Posted on April 30th, 2012 by Nancy Pridgen

Dealing with conflict is often challenging, but when the particular conflict also involves a sensitive issue, it can be even more difficult.  Here are some tips to keep in mind when addressing a sensitive topic.

  • Decide if a conversation is necessary.  Some issues are simply not worth discussing because they’re of little consequence, or they seem to be resolving themselves without any kind of intervention.  For others, you might want to wait to bring them up until you’ve gathered more information or had a chance to reflect on what you want to say.  Some, though, need immediate attention because they’re causing big problems, and you anticipate those problems will only increase if not addressed soon.
  • Understand that “sensitive topic” does not mean “We can’t talk about it.”  A common reason for a topic becoming “sensitive” is that people have been avoiding it for a long time.  Typical avoidance behaviors include:-Using jokes as a way of distracting from the real issue
    -Using evasive or noncommittal statements about the issue
    -Focusing on side issues instead of the major issue
    -Being too polite or non-confrontational
    -Pretending to be in agreement when you’re really not

It’s tempting to avoid a touchy subject, but so many times the problem continues to fester, and the relationship can get even worse.

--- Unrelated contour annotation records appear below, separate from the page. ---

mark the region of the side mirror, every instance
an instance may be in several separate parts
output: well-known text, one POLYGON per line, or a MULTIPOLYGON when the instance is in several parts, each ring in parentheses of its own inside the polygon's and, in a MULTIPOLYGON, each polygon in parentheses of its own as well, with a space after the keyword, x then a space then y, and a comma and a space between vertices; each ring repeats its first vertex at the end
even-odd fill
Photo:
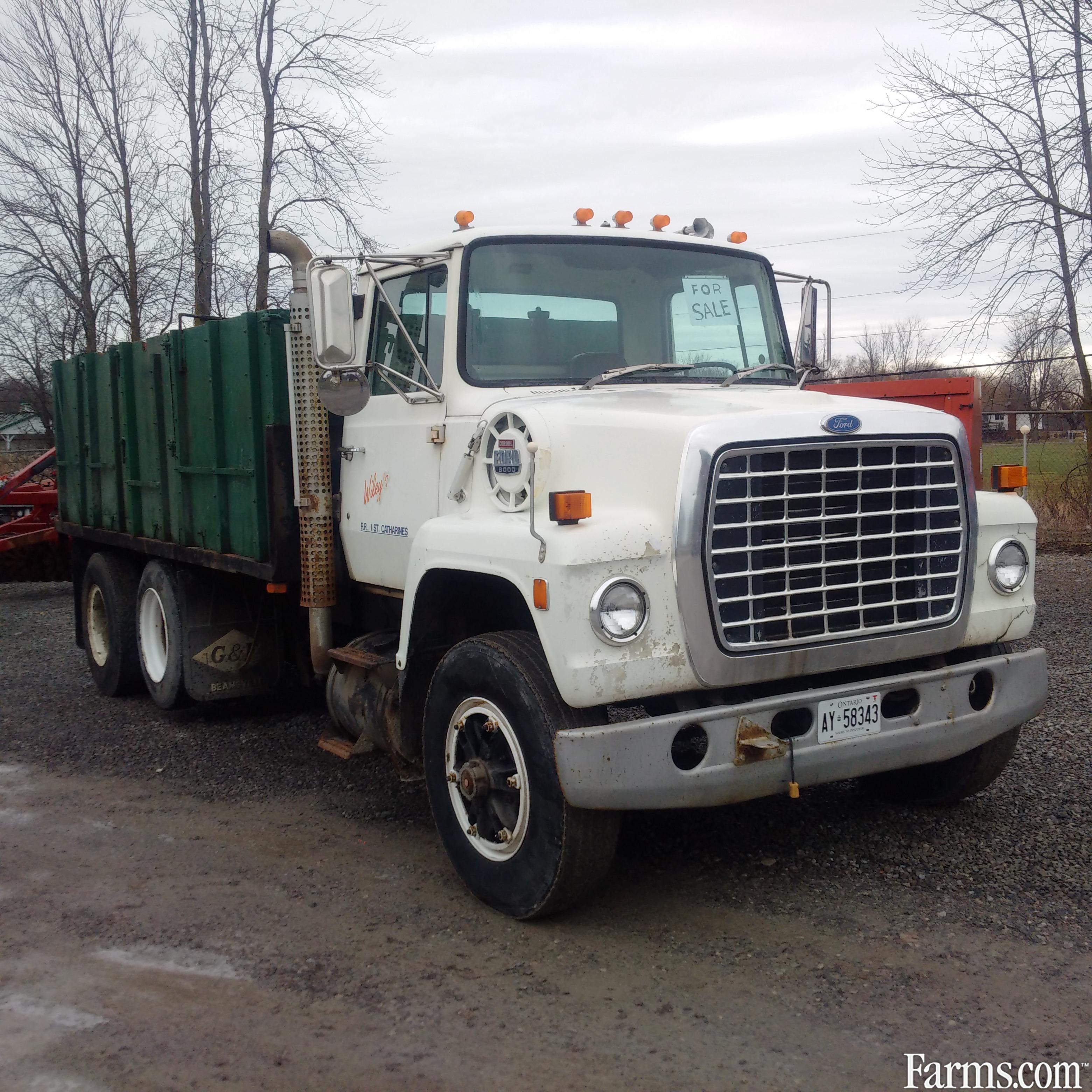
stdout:
POLYGON ((307 290, 316 363, 328 368, 351 364, 356 355, 353 275, 344 265, 312 265, 307 290))
POLYGON ((797 368, 814 368, 818 363, 818 316, 819 289, 811 281, 805 281, 800 289, 800 325, 796 331, 796 352, 793 354, 797 368))
POLYGON ((339 417, 359 413, 369 397, 368 380, 355 368, 323 371, 319 376, 319 401, 339 417))

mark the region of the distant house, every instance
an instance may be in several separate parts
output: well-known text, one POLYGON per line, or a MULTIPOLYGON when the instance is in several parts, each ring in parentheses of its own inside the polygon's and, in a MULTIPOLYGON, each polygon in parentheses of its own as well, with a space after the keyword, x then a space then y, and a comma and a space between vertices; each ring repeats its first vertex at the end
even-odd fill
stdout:
POLYGON ((0 413, 0 451, 45 451, 49 447, 41 418, 27 406, 0 413))

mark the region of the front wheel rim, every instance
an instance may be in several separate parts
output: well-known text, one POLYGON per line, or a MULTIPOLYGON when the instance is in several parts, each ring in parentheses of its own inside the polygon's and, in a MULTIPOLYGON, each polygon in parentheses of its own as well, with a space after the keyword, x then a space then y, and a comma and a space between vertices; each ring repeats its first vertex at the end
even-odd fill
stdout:
POLYGON ((531 785, 508 717, 487 698, 459 703, 443 745, 444 776, 466 841, 489 860, 508 860, 523 844, 531 785))
POLYGON ((140 654, 144 670, 153 682, 162 682, 167 674, 169 651, 170 638, 163 600, 154 587, 145 587, 140 597, 140 654))
POLYGON ((97 666, 105 667, 110 655, 110 622, 106 597, 98 584, 92 584, 87 592, 87 645, 91 658, 97 666))

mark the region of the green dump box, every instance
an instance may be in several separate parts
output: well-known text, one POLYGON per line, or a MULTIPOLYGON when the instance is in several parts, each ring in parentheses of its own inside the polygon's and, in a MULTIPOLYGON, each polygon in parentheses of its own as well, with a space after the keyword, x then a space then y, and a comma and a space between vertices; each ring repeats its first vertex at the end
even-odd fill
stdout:
POLYGON ((56 361, 58 530, 295 579, 287 321, 252 311, 56 361))

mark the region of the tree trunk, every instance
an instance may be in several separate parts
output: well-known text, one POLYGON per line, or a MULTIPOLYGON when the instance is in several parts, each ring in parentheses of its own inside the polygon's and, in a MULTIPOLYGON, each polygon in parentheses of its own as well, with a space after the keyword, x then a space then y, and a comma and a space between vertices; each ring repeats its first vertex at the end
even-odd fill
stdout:
POLYGON ((276 0, 265 0, 261 8, 254 56, 258 63, 258 79, 262 93, 262 151, 261 180, 258 189, 258 270, 254 289, 254 308, 264 311, 269 307, 270 251, 269 230, 270 201, 273 192, 273 141, 276 122, 276 95, 273 78, 273 28, 276 20, 276 0))

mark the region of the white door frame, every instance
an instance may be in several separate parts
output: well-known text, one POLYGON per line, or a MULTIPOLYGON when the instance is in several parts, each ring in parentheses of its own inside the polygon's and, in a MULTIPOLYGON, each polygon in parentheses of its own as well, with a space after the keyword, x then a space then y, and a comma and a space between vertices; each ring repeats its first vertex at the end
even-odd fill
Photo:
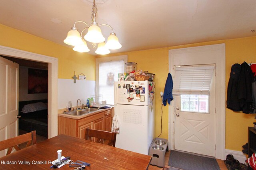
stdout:
MULTIPOLYGON (((198 60, 198 64, 215 64, 216 70, 216 108, 215 116, 215 158, 224 160, 225 159, 225 116, 226 116, 226 61, 225 44, 220 44, 210 45, 184 48, 169 51, 169 72, 174 75, 174 68, 172 68, 172 63, 174 62, 175 55, 181 55, 188 53, 197 53, 204 51, 219 51, 220 54, 219 61, 216 62, 214 59, 209 60, 210 63, 201 63, 198 60), (212 61, 211 61, 212 60, 212 61), (218 83, 217 83, 218 82, 218 83)), ((192 64, 190 64, 191 65, 192 64)), ((193 64, 194 65, 194 64, 193 64)), ((188 64, 188 65, 189 64, 188 64)), ((168 129, 170 129, 168 135, 168 145, 170 149, 174 149, 174 106, 173 102, 169 105, 168 129)))
POLYGON ((1 45, 0 55, 48 63, 48 138, 57 135, 58 59, 1 45))

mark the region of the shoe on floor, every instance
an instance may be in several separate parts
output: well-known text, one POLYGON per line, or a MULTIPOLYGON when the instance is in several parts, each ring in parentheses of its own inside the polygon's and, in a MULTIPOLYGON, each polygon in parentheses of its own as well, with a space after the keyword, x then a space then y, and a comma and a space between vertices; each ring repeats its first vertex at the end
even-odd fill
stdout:
POLYGON ((227 155, 227 157, 226 158, 226 163, 229 165, 231 165, 232 161, 233 161, 234 159, 234 156, 232 154, 228 154, 227 155))

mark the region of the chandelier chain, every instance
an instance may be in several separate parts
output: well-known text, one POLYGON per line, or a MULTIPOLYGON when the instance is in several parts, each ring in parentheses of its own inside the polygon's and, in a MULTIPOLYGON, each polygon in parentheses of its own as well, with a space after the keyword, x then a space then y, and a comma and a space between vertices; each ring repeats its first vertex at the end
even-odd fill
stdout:
POLYGON ((92 18, 96 16, 96 13, 98 12, 98 8, 97 6, 95 4, 95 0, 93 0, 93 5, 92 5, 92 18))

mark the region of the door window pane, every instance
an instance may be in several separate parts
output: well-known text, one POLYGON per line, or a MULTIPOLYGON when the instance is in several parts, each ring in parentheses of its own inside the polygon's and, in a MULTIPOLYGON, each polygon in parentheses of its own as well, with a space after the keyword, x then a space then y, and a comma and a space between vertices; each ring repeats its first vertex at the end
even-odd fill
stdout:
POLYGON ((180 95, 181 111, 209 113, 208 95, 180 95))

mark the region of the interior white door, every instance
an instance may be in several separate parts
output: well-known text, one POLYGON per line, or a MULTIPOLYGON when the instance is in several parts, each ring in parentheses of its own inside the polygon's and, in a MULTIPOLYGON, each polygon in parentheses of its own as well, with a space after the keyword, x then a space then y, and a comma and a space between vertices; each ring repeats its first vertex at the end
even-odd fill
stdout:
POLYGON ((208 113, 182 111, 180 96, 175 96, 175 150, 215 156, 215 76, 213 74, 208 113))
MULTIPOLYGON (((17 116, 19 64, 0 57, 0 141, 2 141, 15 137, 18 134, 17 116)), ((0 151, 0 157, 5 155, 6 152, 0 151)))

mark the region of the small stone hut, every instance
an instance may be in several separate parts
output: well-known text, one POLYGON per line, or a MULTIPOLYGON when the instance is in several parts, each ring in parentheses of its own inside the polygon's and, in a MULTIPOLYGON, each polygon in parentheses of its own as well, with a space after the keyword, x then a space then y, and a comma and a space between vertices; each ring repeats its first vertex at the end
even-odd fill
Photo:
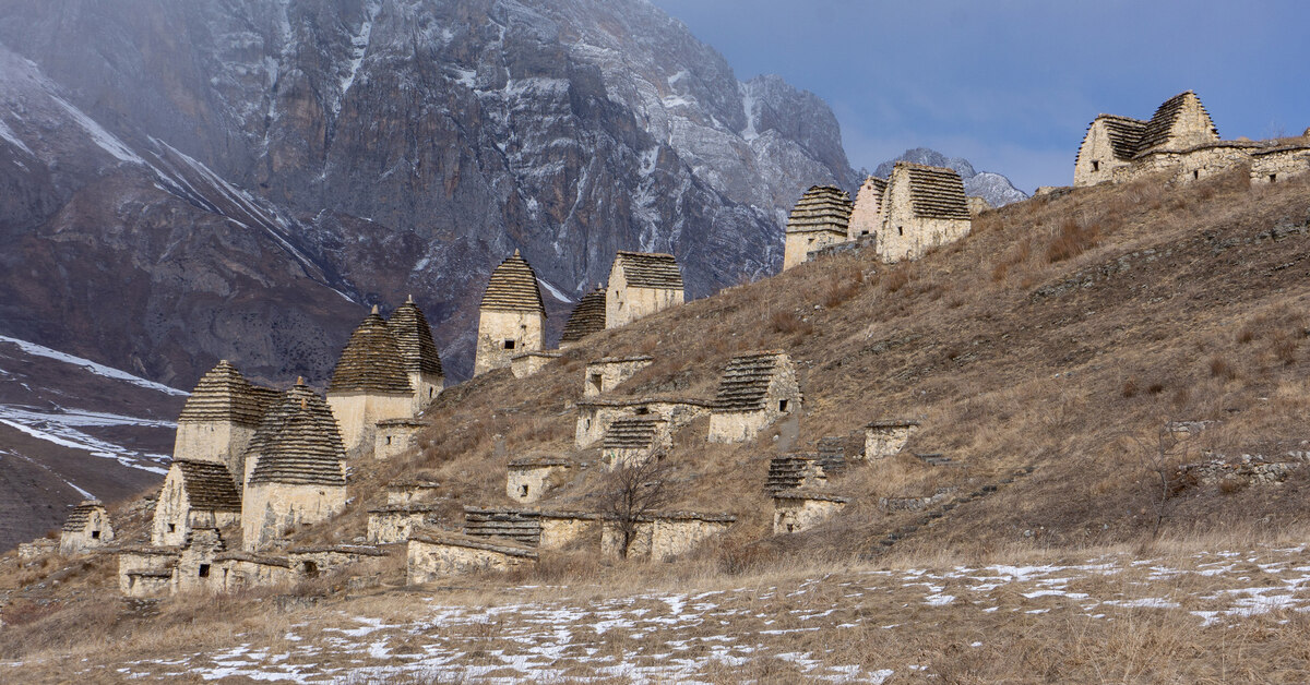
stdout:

  • Ask permission.  Rather than just jumping right into details, saying “I have something a little sensitive to talk with you about.  Would that be okay?”sets the tone for the rest of the conversation.  Also, actually naming the issue “sensitive” and calling it as it really is can create a new norm where this particular issue won’t be so taboo in the future.
  • Consider the communication environment.  Think about the appropriate time and place for your discussion.  Find a time free of interruptions, and do whatever you can to minimize any distractions.  Keep it as private as possible.
  • Choose your words wisely.  Communicating your own reactions, thoughts, and feelings by using “I” statements helps lessen the potential defensiveness that might arise when dealing with a delicate issue.  Avoid using pejorative or inflammatory labels; simply describe behaviors without being judgmental.  Try not to use generalizations such as “always” and “never.”
  • Be aware of non-verbal behavior.  How your message is received is greatly affected by nonverbal signals such as tone of voice, volume, body language, and word choice.  Think of how the other person might respond, and do your best to communicate in a straightforward, but warm, manner.
  • Practice active listening.  Listening effectively is important in all conversations, but it is even more critical when dealing with an issue that is likely to evoke emotions.  A true demonstration that you’re really listening to the other person paves the way for a more authentic exchange and also helps both parties to regain emotional balance.